Dicrossus filamentosus - hopefully I'll have some soon!


----------



## Six (May 29, 2006)

Apisto elizabethae as soon as i have the tank space and funds to get them. my fav fish besides t. canditi


----------



## LindaC (Nov 7, 2005)

There are two fish I would love to try and they are: Discus and Apisto elizabethae. Although if I do try my hand at raising Discus, I will have to get a much larger tank.....another wish of mine..*EG*


----------



## AaronT (Apr 26, 2004)

Pseudomogil furcatus
Rasbora vaterifloris

I can't find more furcatus to save my life. The LFS used to have them all of the time.

I did pick up some nice Sundadanio axelrodi the other day though. 18 for $22.50


----------



## rs79 (Dec 7, 2004)

I've had nearly all the fish lsted so far.
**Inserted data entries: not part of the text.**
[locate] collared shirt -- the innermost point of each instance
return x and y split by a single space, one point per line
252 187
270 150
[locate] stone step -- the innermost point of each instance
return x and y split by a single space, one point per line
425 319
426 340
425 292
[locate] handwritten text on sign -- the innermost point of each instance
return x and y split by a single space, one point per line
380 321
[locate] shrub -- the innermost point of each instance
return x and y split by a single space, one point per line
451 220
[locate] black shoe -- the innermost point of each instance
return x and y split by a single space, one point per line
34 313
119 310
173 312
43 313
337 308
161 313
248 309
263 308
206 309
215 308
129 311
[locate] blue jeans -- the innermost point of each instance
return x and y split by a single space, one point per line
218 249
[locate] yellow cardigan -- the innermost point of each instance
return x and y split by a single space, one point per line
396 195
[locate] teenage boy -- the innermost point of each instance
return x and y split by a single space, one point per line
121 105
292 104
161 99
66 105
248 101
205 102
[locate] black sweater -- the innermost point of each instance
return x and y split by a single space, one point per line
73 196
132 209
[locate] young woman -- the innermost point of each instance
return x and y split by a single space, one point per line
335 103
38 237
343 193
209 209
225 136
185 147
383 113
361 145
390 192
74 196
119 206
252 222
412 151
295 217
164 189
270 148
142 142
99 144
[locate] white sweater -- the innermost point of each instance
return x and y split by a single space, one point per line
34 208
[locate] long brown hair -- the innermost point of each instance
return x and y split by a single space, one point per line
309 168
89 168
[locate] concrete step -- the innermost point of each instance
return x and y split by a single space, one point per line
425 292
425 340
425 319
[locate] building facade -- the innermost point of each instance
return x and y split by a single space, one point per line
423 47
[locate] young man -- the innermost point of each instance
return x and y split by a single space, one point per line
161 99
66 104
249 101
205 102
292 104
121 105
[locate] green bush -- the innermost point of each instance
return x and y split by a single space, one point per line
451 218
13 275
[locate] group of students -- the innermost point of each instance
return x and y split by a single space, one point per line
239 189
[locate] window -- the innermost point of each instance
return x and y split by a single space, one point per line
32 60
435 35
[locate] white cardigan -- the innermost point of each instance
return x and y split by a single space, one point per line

The ones that really stick out are the annulatus and the microrasbora. Utterly worth it and nicer than even seems possible.


----------



## AaronT (Apr 26, 2004)

I agree, the annulatus are amazing. I've never kept them because I like my tanks open top style and killies like to jump.


----------



## Six (May 29, 2006)

AaronT said:


> I did pick up some nice Sundadanio axelrodi the other day though. 18 for $22.50


That's a great deal. I can't imagine that is much over wholesale, actually. I wonder how many will live, they seem to be very finiky fish. Keep us posted


----------